Note that the equation `kk` is declared over the set `t`, but it is defined over the domain `t.lead(1)`. Therefore the first equation that will be generated is the following:

```k["t2"]  ==  k["t1"] + i["t1"]
```

Note that the value of the variable `k["t1"]` is fixed at the value of scalar `k0`. Observe that for the last element of `t`, the term `k[t.lead(1)]` is not defined and therefore the equation will not be generated.

To summarize, the lead operator in the domain of definition has restricted the number of constraints generated so that there are no references to non-existent variables.

For a more realistic model that illustrates the usage of linear lag operators in equations, see for example the optimal economic growth model ramsey.py .

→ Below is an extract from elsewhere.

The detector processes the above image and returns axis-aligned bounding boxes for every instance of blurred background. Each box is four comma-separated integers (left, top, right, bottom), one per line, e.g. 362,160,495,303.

Linear Lag and Lead Operators in Equations - Reference

In the previous subsection we showed how to write the equation `kk` using the lead operator for domain control in combination with fixing the variable `k[tfirst]` to `k0`. An alternative formulation could neglect the fixing of `k[tfirst]` and use a lag operator and a condition in the expression of the equation while the domain of definition is unrestricted:

```kk[t] = k[t] == k[t.lag(1)] + i[t.lag(1)] + k0.where[tfirst[t]]
```

Note that for the first element of the set `t` the terms `k[t.lag(1)]` and `i[t.lag(1)]` are not defined and therefore vanish. Without the conditional term, the resulting equation would be:

```k["t1"] == 0
```

However, this would lead to different results as `k["t1"]` would not be set to the value of `k0` anymore. Therefore the conditional expression `k0.where[tfirst[t]]` is added. Observe that in this formulation equations are generated for all time periods, no equation is suppressed.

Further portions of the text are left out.